Biostatistics For Dummies (Monika Wahi John Pezzullo)

Beware of the complete separation problem

Imagine your logistic regression model perfectly predicted the outcome, in that every individual

positive for the outcome had a predicted probability of 1.0, and every individual negative for the

outcome had a 0 predicted probability. This is called perfect separation or complete separation, and

the problem is called the perfect predictor problem. This is a nasty and surprisingly frequent problem

that’s unique to logistic regression, which highlights the sad fact that a logistic regression model will

fail to converge in the software if the model fits perfectly!

If the predictor variable or variables in your model completely separate the yes outcomes

from the no outcomes, the maximum likelihood method will try to make the coefficient of that

variable infinite, which usually causes an error in the software. If the coefficient is positive, the

OR tries to be infinity, and if it is negative, it tries to be 0. The SE of the OR tries to be infinite,

too. This may cause your CI to have a lower limit of 0, an upper limit of infinity, or both.

Check out Figure 18-8, which visually describes the problem. The regression is trying to make the

curve come as close as possible to all the data points. Usually it has to strike a compromise, because

there’s a mixture of 1s and 0s, especially in the middle of the data. But with perfectly separated data,

no compromise is necessary. As b becomes infinitely large, the logistic function morphs into a step

function that touches all the data points (observe where b = 5).

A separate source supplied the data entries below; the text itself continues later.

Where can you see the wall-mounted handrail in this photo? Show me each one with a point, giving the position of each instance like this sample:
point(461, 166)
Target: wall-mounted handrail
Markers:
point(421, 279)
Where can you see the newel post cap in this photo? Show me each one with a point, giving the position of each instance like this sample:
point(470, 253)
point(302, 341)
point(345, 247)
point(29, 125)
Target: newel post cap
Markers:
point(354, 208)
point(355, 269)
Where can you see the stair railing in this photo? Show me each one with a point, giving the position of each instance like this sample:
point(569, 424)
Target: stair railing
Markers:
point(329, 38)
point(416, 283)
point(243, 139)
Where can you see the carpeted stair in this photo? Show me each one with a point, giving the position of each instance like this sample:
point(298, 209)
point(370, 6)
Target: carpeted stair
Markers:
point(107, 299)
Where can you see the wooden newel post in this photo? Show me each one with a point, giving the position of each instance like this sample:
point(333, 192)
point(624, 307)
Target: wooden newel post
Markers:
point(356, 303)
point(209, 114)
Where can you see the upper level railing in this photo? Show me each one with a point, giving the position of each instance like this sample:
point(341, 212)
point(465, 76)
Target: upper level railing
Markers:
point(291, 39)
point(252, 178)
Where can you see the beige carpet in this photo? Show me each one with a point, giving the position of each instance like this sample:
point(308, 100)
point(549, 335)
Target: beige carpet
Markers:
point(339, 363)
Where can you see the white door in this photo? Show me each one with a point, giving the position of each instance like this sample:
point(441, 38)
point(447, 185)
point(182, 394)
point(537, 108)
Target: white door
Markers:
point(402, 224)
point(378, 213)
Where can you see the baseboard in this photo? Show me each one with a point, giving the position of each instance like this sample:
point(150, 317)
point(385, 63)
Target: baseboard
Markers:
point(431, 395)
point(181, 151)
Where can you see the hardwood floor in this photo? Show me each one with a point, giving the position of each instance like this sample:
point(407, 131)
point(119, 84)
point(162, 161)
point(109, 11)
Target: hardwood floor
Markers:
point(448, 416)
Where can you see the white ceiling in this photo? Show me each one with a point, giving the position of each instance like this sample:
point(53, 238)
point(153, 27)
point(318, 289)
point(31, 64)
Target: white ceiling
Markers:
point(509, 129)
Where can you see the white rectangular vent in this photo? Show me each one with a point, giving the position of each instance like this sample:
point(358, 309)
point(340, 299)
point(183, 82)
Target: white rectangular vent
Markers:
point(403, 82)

While it is relatively easy to identify if there is a perfect predictor in your data set by looking

at frequencies, you may run into the perfect predictor problem as a result of a combination of

predictors in your model. Unfortunately, there aren’t any great solutions to this problem. One

proposed solution called the Firth correction allows you to add a small number roughly

equivalent to half an observation to the data set that will disrupt the complete separation. If you

can do this correction in your software, it will produce output, but the results will likely be

unstable (very near 0, or very near infinity). The approach of trying to fix the model by changing

the predictors would not make sense, since the model fits perfectly. You may be forced to

abandon your logistic regression plans and instead provide a descriptive analysis.